As a special case of its one-orbit result on pure-cycle absolute Nielsen classes, [LO] suggests there are no distinguishing properties of these spaces
as n varies. Yet, [twoorbit, Prop. 5.15] shows the cusp structure of the Modular Towers for the prime p=2 are strikingly different between the two cases n≡1 mod 8 and n≡5 mod 8 listed in §III. The difference shows in the following statement: In the latter case, starting from level 1, the cusp tree of the tower has a subtree isomorphic to the cusp tree of a modular tower. We have named such a subtree a spire [twoorbit, Cor. 5.17]

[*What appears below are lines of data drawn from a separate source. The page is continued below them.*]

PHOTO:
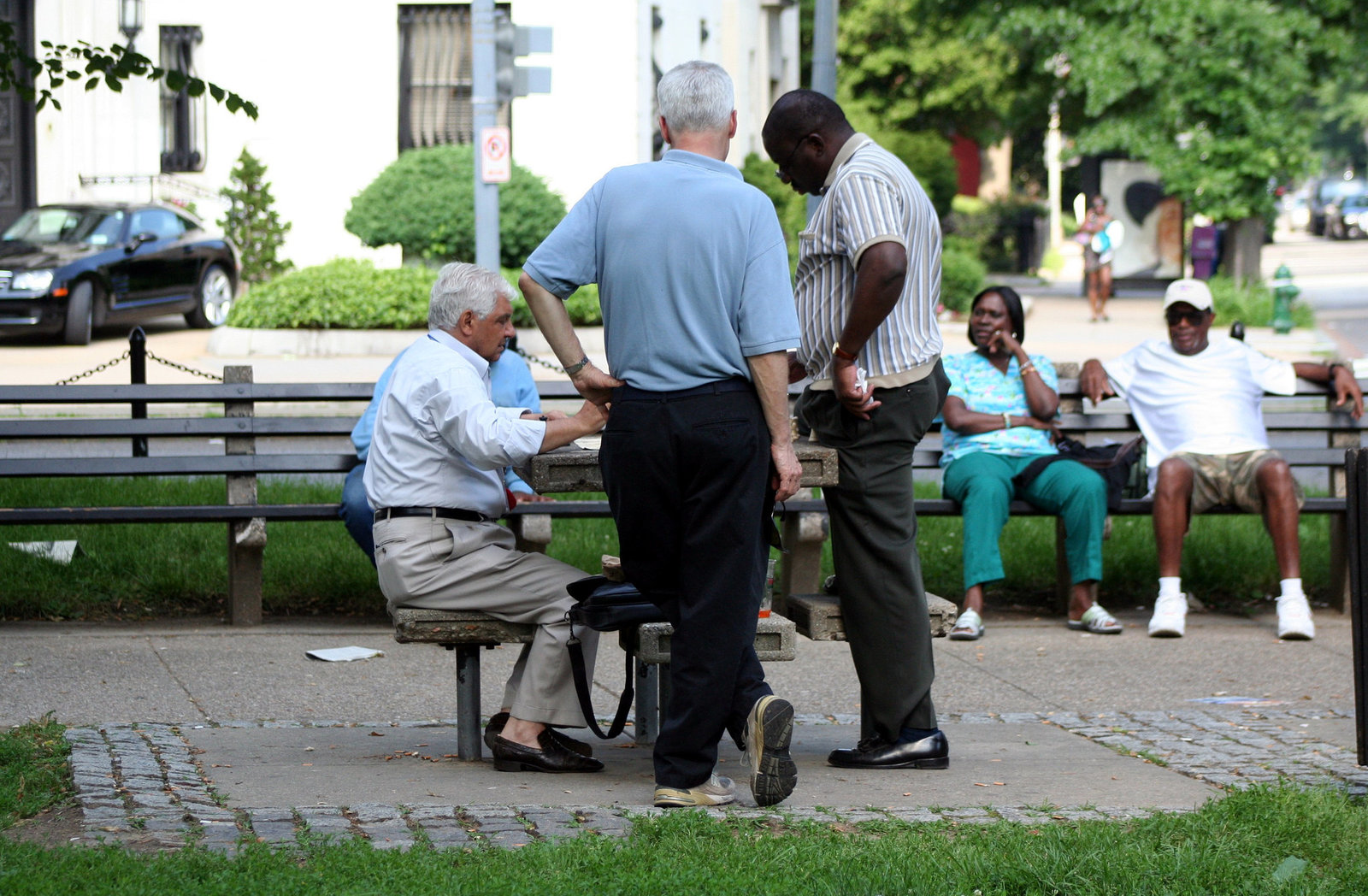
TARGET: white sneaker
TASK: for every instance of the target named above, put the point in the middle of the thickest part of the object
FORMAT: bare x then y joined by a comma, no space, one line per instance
1294,620
1170,619
716,791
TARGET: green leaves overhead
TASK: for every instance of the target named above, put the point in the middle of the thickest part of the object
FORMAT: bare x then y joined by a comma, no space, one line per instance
38,79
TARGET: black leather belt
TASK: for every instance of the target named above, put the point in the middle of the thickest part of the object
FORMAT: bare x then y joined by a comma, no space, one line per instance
735,385
446,513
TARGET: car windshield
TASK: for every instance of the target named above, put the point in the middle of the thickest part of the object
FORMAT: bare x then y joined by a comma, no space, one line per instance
89,226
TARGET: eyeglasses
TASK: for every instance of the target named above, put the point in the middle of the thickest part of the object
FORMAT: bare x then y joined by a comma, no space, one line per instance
781,171
1194,318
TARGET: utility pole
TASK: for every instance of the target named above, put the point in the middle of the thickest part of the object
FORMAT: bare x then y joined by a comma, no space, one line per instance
485,114
824,62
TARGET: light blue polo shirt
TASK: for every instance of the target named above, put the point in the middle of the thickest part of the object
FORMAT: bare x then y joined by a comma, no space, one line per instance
691,267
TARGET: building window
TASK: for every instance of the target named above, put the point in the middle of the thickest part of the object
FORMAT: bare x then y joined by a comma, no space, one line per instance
182,115
435,79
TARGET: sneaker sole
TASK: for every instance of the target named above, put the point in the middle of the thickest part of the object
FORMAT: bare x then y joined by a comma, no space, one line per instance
686,799
773,770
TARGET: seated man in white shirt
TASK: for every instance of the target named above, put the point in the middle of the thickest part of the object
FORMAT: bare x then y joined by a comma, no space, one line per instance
434,475
1197,404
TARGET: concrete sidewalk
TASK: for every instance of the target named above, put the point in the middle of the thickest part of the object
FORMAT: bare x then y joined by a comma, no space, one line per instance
196,729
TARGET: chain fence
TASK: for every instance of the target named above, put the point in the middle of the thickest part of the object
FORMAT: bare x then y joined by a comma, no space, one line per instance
125,357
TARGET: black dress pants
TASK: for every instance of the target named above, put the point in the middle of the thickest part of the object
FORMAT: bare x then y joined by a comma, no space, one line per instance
687,479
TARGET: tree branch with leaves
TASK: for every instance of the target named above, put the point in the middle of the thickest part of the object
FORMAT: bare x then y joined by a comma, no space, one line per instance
36,79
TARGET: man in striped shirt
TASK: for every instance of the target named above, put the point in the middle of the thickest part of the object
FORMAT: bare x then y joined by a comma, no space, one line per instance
868,286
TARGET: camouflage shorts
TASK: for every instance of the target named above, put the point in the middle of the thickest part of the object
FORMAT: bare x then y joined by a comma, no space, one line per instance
1229,480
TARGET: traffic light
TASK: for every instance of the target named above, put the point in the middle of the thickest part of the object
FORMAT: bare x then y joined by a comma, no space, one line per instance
512,41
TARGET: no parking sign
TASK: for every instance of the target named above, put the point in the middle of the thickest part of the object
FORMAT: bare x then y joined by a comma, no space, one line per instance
496,155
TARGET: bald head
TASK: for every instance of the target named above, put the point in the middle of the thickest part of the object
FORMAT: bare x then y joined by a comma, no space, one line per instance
800,113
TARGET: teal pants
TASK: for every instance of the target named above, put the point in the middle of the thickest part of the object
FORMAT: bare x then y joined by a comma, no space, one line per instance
982,486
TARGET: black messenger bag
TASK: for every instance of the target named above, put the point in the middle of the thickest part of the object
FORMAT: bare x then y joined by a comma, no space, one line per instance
605,606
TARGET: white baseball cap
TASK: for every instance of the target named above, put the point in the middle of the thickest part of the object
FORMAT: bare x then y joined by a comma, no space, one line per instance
1196,293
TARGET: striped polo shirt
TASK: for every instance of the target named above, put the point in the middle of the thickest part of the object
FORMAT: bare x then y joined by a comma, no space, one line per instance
870,197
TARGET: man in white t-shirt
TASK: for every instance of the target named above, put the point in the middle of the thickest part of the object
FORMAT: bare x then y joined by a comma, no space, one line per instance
1199,407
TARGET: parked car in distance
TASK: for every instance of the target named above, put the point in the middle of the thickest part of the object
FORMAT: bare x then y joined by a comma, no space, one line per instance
1347,216
70,268
1326,192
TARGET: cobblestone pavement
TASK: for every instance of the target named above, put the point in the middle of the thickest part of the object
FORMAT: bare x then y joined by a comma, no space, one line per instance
141,783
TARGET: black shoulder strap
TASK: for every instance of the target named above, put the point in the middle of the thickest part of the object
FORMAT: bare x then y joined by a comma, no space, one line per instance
581,688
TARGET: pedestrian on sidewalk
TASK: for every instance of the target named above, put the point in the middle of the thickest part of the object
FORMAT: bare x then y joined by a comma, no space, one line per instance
868,285
698,316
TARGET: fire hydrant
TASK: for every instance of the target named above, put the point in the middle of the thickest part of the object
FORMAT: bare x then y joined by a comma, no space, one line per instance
1283,294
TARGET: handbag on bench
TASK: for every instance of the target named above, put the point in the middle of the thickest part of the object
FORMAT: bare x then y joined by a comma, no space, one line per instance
605,606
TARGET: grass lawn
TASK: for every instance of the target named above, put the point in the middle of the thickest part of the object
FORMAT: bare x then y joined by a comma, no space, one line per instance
130,571
1281,840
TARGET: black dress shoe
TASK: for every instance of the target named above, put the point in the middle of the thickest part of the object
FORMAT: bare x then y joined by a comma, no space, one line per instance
876,752
499,720
551,757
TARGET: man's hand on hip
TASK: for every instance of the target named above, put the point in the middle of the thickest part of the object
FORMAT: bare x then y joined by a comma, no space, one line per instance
787,471
595,385
855,397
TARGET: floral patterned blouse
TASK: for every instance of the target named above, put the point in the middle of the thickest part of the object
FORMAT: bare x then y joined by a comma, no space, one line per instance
982,387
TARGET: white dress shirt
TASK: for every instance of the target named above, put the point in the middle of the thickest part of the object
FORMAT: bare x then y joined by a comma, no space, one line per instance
439,439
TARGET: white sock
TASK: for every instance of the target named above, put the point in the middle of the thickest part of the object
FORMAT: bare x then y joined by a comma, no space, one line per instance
1292,588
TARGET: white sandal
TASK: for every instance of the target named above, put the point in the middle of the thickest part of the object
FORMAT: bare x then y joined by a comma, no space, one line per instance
969,627
1098,622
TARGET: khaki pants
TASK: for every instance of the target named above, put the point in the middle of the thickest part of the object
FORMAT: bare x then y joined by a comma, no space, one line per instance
453,565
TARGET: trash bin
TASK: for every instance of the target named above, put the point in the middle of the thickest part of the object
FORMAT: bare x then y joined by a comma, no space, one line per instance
1204,252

It proves the Main Conjecture of Modular Towers – that high tower levels have general type– in these cases. The idea: Connectedness results allow drawing conclusions on the type of cusps on the boundary of the Hurwitz space compactification. The Main Conjecture then follows from a previous result about the types of cusps necessary to prove this.

The sh-incidence cusp pairing mentioned in §II has become the whole story in [twoorbit] where it is applied to an infinite number of distinct Modular Towers, each as rich in its own way as the towers of all modular curves. Since this pairing seems unknown in the case of modular curves, the paper also includes a memorable reconstruction of the modular curve cusp tower using this it.

[AP] M. Artebani and P. Pirola, Algebraic functions with even monodromy, PAMS April 2004.
[Fa] J. Fay, Theta Functions on Riemann Surfaces, Lecture notes in Mathematics 352, Springer Verlag, Heidelberg, 1973.
[LO] F. Liu and B. Osserman, The Irreducibility of Certain Pure-cycle Hurwitz Spaces, Amer. J. Math. # 6, vol. 130 (2008).
[Fr1] M. Fried, Alternating groups and Moduli Space Lifting Invariants, to appear Israel Journal.
[Fr2] M. Fried, The Main Conjecture of Modular Towers and its higher rank generalization, in Groupes de Galois (Lum. 2004; eds. Bertrand and Debes), Congres 13 (2006), 165–233.
[FV] M. Fried and H. Voelklein, The embedding problem over an Hilbertian-PAC field, Annals of Math 135 (1992), 469–481.
[Se] J.-P. Serre, Revêtements a ramification impaire et thêta-caractéristiques, C. R. Acad. Sci. Paris 311 (1990), 547–552.
[Sh] G. Shimura, Abelian Varieties with Complex Multiplication and Modular Functions, Princeton U. Press, 1998.